If your income rises and falls with the seasons, proving lost earnings after an injury is a different beast than it is for someone with a steady nine-to-five paycheck. The insurance adjuster will not simply take your word for it when you say you missed the busy summer harvest or the holiday retail rush. You need hard numbers that show exactly what you would have earned during that specific season, not just what you averaged over the whole year. The burden is on you to connect the dots between your injury and the money that did not come in, and seasonal workers face extra scrutiny because their income patterns look irregular to someone who only understands weekly pay stubs.
Start with your tax returns from the last three years. These are the single most reliable piece of evidence because they show what the IRS accepted as your actual income. If you are a landscaper who makes seventy percent of your annual money between May and September, your tax returns will prove that pattern. The adjuster can see that in each of those three years your highest-earning quarters were the same. But a single year is not enough. You need multiple years to establish that your seasonal spike was not a one-time fluke. If you only have one year of returns, the other side will argue you could have had a bad year anyway, unrelated to the injury.
Next come your bank statements. They show deposits that match your seasonal earnings. If you deposited checks from clients or customers during the same months each year, those deposits create a paper trail that confirms your tax returns. Do not just hand over a stack of statements. Highlight the deposits that correspond to your peak season, and write a simple note on each one explaining which job or client it came from. The insurance company will look for reasons to deny your claim, and sloppy documentation gives them an excuse.

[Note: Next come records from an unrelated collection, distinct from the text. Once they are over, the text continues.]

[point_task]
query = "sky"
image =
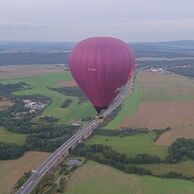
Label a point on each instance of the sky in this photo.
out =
(74, 20)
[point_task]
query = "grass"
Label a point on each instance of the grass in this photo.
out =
(100, 179)
(162, 87)
(132, 145)
(11, 137)
(129, 108)
(41, 84)
(186, 168)
(12, 170)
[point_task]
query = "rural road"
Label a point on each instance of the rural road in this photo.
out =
(62, 151)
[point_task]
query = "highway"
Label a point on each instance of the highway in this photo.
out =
(62, 151)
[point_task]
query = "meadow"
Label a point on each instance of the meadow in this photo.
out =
(40, 85)
(185, 168)
(96, 178)
(11, 137)
(129, 108)
(12, 170)
(132, 145)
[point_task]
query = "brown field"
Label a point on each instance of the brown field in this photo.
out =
(28, 70)
(12, 170)
(159, 115)
(67, 83)
(94, 178)
(157, 86)
(170, 136)
(167, 100)
(4, 103)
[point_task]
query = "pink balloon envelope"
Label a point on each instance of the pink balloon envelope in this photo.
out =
(101, 66)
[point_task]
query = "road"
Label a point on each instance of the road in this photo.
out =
(62, 151)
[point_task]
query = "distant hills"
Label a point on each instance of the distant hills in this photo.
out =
(14, 53)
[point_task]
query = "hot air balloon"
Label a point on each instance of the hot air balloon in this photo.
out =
(101, 66)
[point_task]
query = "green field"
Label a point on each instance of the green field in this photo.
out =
(39, 85)
(186, 168)
(132, 145)
(129, 108)
(94, 178)
(11, 137)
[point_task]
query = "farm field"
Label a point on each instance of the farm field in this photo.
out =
(155, 94)
(12, 170)
(170, 136)
(159, 115)
(129, 108)
(185, 168)
(17, 71)
(157, 86)
(41, 84)
(11, 137)
(97, 179)
(5, 103)
(132, 145)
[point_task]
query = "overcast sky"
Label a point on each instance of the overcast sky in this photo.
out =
(73, 20)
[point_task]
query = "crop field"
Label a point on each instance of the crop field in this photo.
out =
(100, 179)
(165, 87)
(132, 145)
(129, 108)
(159, 115)
(5, 103)
(16, 71)
(12, 170)
(40, 85)
(170, 136)
(11, 137)
(165, 100)
(185, 168)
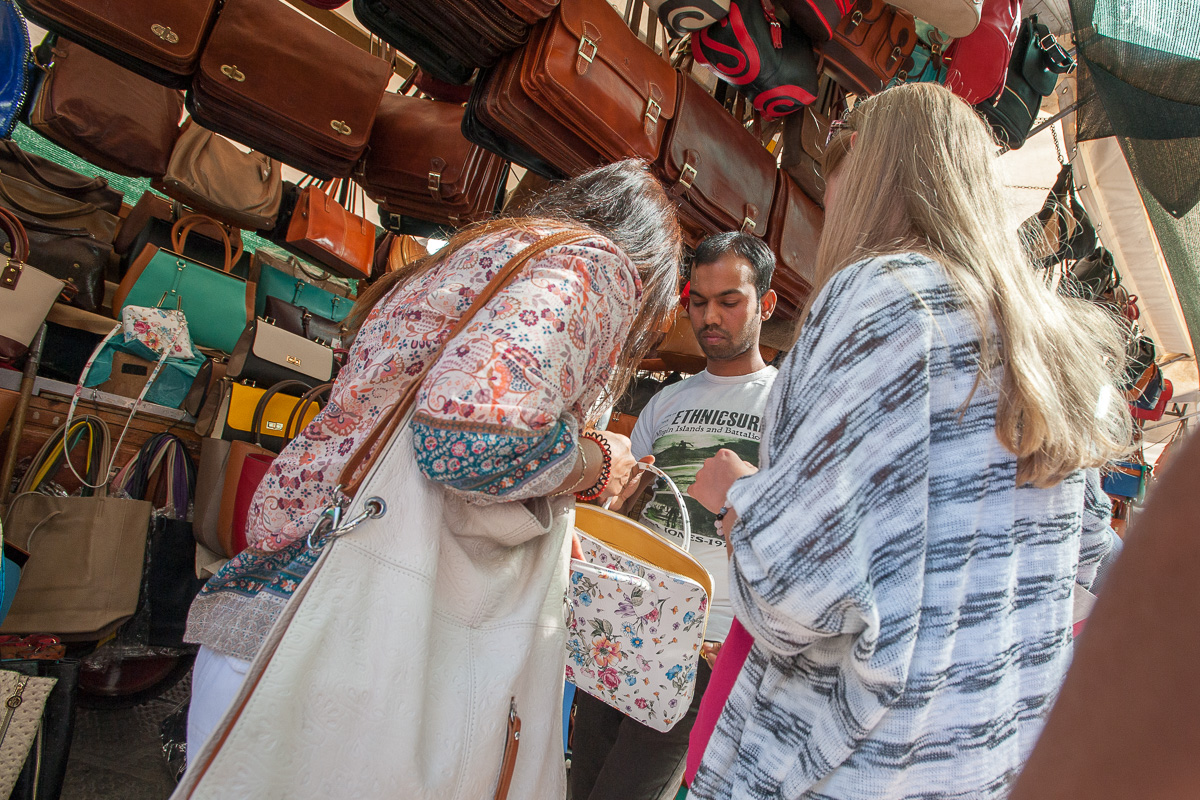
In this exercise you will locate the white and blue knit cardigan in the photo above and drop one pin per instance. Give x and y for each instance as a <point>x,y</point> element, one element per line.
<point>911,605</point>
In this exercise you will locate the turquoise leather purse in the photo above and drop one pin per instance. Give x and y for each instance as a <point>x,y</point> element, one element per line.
<point>215,302</point>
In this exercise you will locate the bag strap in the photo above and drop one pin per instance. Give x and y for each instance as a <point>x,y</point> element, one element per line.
<point>137,403</point>
<point>261,408</point>
<point>360,462</point>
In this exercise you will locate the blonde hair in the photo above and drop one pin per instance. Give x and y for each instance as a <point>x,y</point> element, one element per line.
<point>922,176</point>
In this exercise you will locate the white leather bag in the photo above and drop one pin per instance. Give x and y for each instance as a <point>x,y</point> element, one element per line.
<point>420,651</point>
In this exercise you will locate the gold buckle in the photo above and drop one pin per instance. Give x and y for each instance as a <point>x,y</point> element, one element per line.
<point>687,175</point>
<point>587,42</point>
<point>653,110</point>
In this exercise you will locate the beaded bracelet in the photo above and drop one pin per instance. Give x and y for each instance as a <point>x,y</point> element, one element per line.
<point>601,483</point>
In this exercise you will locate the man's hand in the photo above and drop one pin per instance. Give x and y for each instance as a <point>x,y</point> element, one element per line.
<point>715,477</point>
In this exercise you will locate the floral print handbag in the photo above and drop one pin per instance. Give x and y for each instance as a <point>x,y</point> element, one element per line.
<point>639,609</point>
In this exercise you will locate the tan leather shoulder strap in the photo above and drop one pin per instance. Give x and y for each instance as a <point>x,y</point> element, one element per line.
<point>364,456</point>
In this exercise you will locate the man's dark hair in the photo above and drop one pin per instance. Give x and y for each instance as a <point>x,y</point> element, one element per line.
<point>751,248</point>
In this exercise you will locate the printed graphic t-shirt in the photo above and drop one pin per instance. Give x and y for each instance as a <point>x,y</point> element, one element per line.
<point>682,426</point>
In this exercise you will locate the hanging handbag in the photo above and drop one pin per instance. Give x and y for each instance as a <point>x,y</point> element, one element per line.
<point>409,541</point>
<point>1032,74</point>
<point>45,770</point>
<point>27,294</point>
<point>979,61</point>
<point>957,18</point>
<point>683,17</point>
<point>613,98</point>
<point>436,174</point>
<point>301,322</point>
<point>301,95</point>
<point>773,66</point>
<point>211,174</point>
<point>1061,229</point>
<point>160,41</point>
<point>24,697</point>
<point>15,74</point>
<point>215,302</point>
<point>719,174</point>
<point>871,46</point>
<point>49,175</point>
<point>633,587</point>
<point>85,553</point>
<point>268,354</point>
<point>793,233</point>
<point>328,232</point>
<point>115,119</point>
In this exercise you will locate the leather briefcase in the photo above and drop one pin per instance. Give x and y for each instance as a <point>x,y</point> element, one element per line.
<point>49,175</point>
<point>721,176</point>
<point>420,164</point>
<point>268,354</point>
<point>583,91</point>
<point>287,86</point>
<point>214,175</point>
<point>159,40</point>
<point>871,44</point>
<point>96,109</point>
<point>792,234</point>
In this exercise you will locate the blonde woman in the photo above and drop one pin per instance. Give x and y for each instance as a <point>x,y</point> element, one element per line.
<point>928,499</point>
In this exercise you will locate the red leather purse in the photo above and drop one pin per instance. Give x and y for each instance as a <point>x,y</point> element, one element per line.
<point>328,232</point>
<point>979,61</point>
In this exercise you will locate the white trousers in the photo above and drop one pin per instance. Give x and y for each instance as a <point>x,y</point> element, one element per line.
<point>216,679</point>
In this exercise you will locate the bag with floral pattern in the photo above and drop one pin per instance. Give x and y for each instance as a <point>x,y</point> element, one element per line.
<point>639,611</point>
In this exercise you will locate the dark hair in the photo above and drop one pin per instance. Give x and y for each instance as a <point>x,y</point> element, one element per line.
<point>751,248</point>
<point>623,203</point>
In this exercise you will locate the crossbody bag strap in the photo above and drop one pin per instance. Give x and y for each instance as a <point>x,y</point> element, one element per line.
<point>364,456</point>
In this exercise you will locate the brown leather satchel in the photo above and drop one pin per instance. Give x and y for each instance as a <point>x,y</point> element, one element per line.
<point>113,118</point>
<point>211,174</point>
<point>325,230</point>
<point>721,176</point>
<point>420,164</point>
<point>870,46</point>
<point>282,84</point>
<point>154,38</point>
<point>583,91</point>
<point>42,172</point>
<point>793,234</point>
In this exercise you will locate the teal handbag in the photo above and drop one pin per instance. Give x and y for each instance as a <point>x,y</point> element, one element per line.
<point>215,302</point>
<point>276,283</point>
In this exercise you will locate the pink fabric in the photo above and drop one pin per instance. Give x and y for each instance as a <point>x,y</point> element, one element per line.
<point>725,673</point>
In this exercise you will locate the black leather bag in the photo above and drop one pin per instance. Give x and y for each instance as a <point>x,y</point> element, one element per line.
<point>46,767</point>
<point>42,172</point>
<point>1037,62</point>
<point>773,66</point>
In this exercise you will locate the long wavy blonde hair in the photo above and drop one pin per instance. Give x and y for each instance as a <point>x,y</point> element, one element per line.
<point>922,176</point>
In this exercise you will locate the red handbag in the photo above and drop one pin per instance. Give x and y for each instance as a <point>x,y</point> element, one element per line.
<point>979,61</point>
<point>328,232</point>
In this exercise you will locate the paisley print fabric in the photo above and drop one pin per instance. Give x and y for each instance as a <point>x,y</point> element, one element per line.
<point>496,419</point>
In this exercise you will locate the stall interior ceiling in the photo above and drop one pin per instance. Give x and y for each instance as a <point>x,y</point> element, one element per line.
<point>1107,187</point>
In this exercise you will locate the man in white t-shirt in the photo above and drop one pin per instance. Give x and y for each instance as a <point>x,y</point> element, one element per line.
<point>615,757</point>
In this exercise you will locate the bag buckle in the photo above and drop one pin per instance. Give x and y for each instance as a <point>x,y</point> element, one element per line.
<point>687,175</point>
<point>585,42</point>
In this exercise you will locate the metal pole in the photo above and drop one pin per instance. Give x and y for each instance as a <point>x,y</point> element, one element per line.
<point>29,377</point>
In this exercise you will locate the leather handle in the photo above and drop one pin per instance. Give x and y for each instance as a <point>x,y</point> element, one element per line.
<point>16,233</point>
<point>261,408</point>
<point>360,462</point>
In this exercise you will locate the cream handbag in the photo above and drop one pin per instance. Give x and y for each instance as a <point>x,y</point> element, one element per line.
<point>408,659</point>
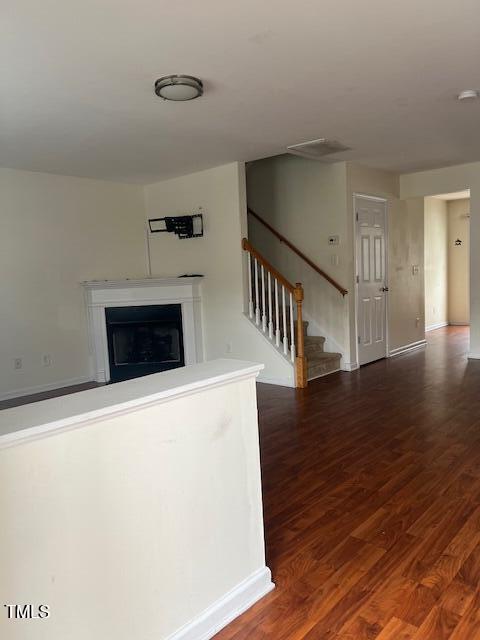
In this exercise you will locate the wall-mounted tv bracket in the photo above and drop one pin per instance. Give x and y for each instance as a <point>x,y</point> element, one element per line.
<point>184,226</point>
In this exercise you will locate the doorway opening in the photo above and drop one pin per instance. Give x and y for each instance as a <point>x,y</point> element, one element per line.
<point>372,289</point>
<point>447,257</point>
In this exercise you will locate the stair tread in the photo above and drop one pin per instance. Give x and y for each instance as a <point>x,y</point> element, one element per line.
<point>314,339</point>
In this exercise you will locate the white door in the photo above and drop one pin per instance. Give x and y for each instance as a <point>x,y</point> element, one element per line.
<point>372,287</point>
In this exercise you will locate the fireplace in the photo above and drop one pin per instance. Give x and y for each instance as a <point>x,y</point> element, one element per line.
<point>138,327</point>
<point>144,340</point>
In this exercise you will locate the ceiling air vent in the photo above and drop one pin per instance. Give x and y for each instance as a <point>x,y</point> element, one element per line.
<point>317,149</point>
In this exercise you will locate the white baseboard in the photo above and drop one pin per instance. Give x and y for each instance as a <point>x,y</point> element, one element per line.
<point>282,382</point>
<point>40,388</point>
<point>407,347</point>
<point>227,608</point>
<point>437,325</point>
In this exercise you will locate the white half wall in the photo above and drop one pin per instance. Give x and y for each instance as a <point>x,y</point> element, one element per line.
<point>56,232</point>
<point>219,257</point>
<point>134,511</point>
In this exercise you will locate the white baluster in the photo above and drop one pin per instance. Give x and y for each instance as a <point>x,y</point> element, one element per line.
<point>264,311</point>
<point>284,311</point>
<point>257,306</point>
<point>250,295</point>
<point>270,321</point>
<point>277,321</point>
<point>292,331</point>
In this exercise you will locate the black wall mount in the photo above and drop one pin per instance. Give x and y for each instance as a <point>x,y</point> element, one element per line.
<point>190,226</point>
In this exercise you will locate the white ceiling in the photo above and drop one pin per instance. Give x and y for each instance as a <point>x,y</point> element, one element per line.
<point>456,195</point>
<point>77,83</point>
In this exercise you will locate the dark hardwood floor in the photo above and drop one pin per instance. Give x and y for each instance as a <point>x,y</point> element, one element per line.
<point>372,502</point>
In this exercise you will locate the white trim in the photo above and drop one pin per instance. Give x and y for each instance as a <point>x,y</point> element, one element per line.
<point>227,608</point>
<point>407,347</point>
<point>322,375</point>
<point>436,325</point>
<point>40,388</point>
<point>281,382</point>
<point>50,417</point>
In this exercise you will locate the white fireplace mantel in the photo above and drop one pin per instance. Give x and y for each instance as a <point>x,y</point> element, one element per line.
<point>100,294</point>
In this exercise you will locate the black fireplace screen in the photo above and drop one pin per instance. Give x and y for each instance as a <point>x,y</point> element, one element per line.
<point>144,340</point>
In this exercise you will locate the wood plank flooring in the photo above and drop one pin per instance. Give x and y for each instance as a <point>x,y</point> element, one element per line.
<point>372,502</point>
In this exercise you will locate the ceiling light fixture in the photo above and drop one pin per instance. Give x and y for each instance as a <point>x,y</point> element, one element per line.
<point>178,88</point>
<point>468,94</point>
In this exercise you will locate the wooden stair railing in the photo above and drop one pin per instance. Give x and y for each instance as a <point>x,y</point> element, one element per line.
<point>271,299</point>
<point>298,252</point>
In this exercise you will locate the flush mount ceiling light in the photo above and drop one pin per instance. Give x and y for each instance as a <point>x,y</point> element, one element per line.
<point>468,94</point>
<point>178,88</point>
<point>316,149</point>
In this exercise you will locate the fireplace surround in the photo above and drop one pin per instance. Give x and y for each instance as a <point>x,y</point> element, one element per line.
<point>138,327</point>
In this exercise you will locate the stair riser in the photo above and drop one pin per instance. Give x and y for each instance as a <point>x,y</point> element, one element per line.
<point>323,368</point>
<point>312,349</point>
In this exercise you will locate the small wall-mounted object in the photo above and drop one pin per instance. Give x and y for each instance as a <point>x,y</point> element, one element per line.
<point>190,226</point>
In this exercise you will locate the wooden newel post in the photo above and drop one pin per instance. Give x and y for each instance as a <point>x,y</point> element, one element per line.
<point>300,360</point>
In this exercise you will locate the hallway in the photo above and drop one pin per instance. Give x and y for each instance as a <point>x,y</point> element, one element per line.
<point>372,502</point>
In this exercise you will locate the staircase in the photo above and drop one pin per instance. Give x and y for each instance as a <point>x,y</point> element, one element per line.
<point>319,362</point>
<point>275,307</point>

For seasonal workers who are paid in cash, the game changes completely. Cash tips, cash jobs, and under-the-table work do not show up on any official record. If you are trying to claim lost income from cash-based seasonal work, you have an uphill battle. You need contemporaneous records you created at the time, not after the fact. A handwritten log of each day’s earnings, dated and signed by you, is better than nothing. Even better is a running tally of jobs completed, hours worked, and payments received, preferably with a witness who can verify you actually did that work. Smartphone photos of payment envelopes, text messages confirming job bookings, or receipts for supplies you bought for the job all help prove you were active in your seasonal trade.
The specific season you missed matters as much as the money itself. If you were injured in January but your busy season is June through August, you cannot claim lost income for the whole year. You have to prove you missed that exact window. A doctor’s note that says you were unable to work from June 1 to August 31 is essential. But that note needs to specify that your injury prevented you from performing the physical tasks required for your seasonal job, not just that you were “hurt.” A landscaper who broke an ankle cannot mow lawns. A fisherman with a torn rotator cuff cannot haul nets. The medical evidence must match the physical demands of the season.
Employers of seasonal workers often keep records too. If you work for a company that hires you back each season, their payroll records show your prior earnings for that same period. If you are a freelance seasonal worker, like a holiday decorator or a ski instructor, you need to show contracts or bookings you had to cancel because of the injury. Email exchanges with clients saying “I’m sorry, I can’t do that job on December 15 due to my car accident” are gold. They show intent to work and the specific loss.
Finally, consider your year-over-year comparison. If you earned $15,000 in the summer quarter of last year and $0 in the same quarter this year because of your injury, that difference is your lost income. But you must account for other factors. Could a weather event have shut down your season anyway? Did a client cancel for reasons unrelated to your injury? Be honest with yourself, because the adjuster will find out. If you overstate your claim, you lose credibility on every other part of your case.
Seasonal workers often feel the system is stacked against them. It can be, if you do not bring the right evidence. But when you arrive with three years of tax returns, bank statements, a doctor’s note tying your injury to the specific seasonal tasks, and a clear calculation that isolates the lost season, you take away their best argument. You prove that your income was not random. It was predictable. And your injury stole that predictability.